Dall’altro lato, “il fatto che l’annuncio cristiano ha sempre considerato la verità della creazione come un punto di contatto con la ragione umana, perché si tratta di una verità che, fino ad un certo punto, può essere captata dall’intelligenza di chi ancora non crede”.

Questa esigenza, “sottolineata di nuovo recentemente, difende una certa autonomia dell’idea di creazione”.

Se si tiene conto di entrambe le realtà, secondo il sacerdote, “si può allora parlare, in linguaggio teologico, di una relazione di circolarità tra creazione e alleanza”.

Riferendosi all’emozione provata nel ricevere questa medaglia dalle mani di Benedetto XVI, Sanz ha confessato di essersi sentito “grato in modo speciale”, perché chi gli ha conferito il Premio “oltre ad essere Papa, che è la cosa più importante, è anche un teologo” le cui opere lo hanno “aiutato molto” nella maturazione del proprio pensiero speculativo.

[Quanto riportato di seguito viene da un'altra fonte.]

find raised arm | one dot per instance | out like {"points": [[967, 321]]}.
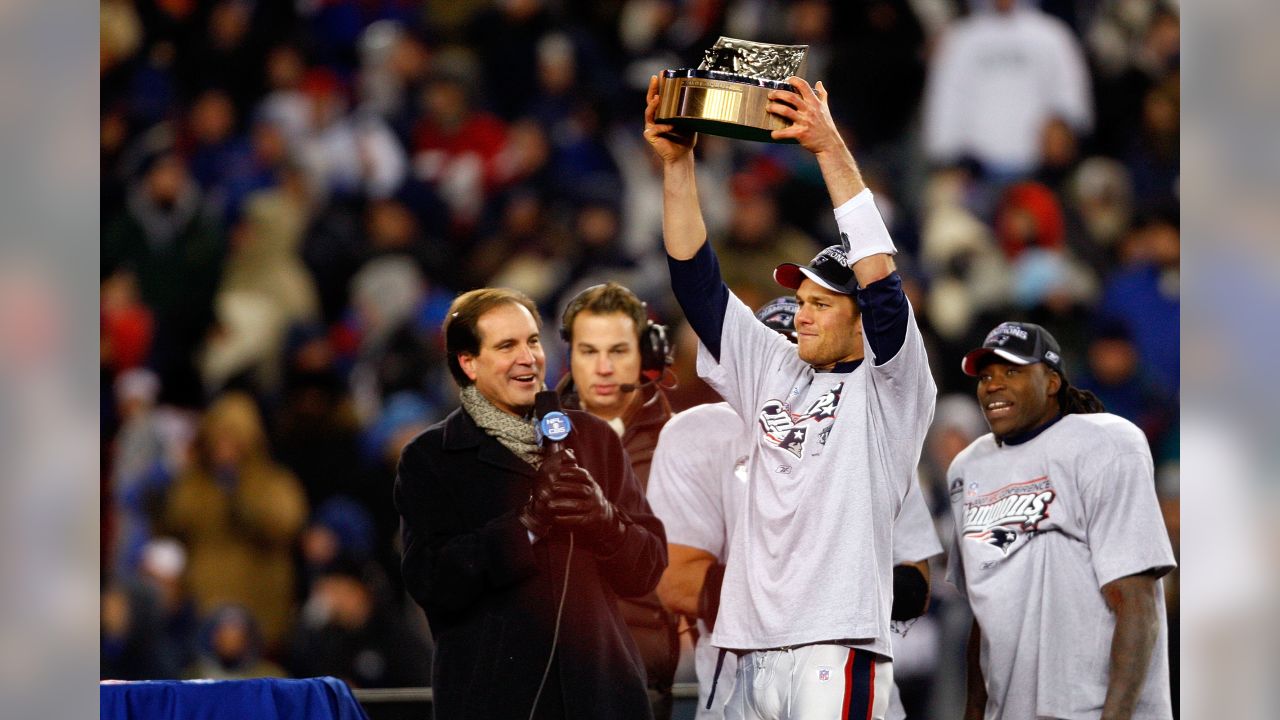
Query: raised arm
{"points": [[682, 227], [813, 127]]}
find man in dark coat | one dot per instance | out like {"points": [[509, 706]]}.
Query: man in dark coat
{"points": [[616, 359], [493, 524]]}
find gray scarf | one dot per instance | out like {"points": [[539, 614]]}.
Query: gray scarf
{"points": [[516, 434]]}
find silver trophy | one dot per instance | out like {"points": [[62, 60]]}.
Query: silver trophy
{"points": [[728, 92]]}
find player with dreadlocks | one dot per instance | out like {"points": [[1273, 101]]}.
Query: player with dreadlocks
{"points": [[1059, 545]]}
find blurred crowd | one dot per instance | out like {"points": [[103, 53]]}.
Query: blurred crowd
{"points": [[293, 192]]}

Sanz ha voluto anche ricordare “lo splendido Papa che abbiamo avuto, Giovanni Paolo II” (che ha istituito il Premio), del quale tutti “ci sentiamo eredi di tante cose buone che ha fatto per la Chiesa e per l’umanità”.

“Se a questo aggiungiamo la coincidenza, senz’altro provvidenziale, che il giorno prima della consegna del Premio ricorreva il cinquantesimo anniversario di nozze dei miei genitori – ha concluso –, si potrà immaginare che ho solo motivi per essere molto contento e grato a Dio”.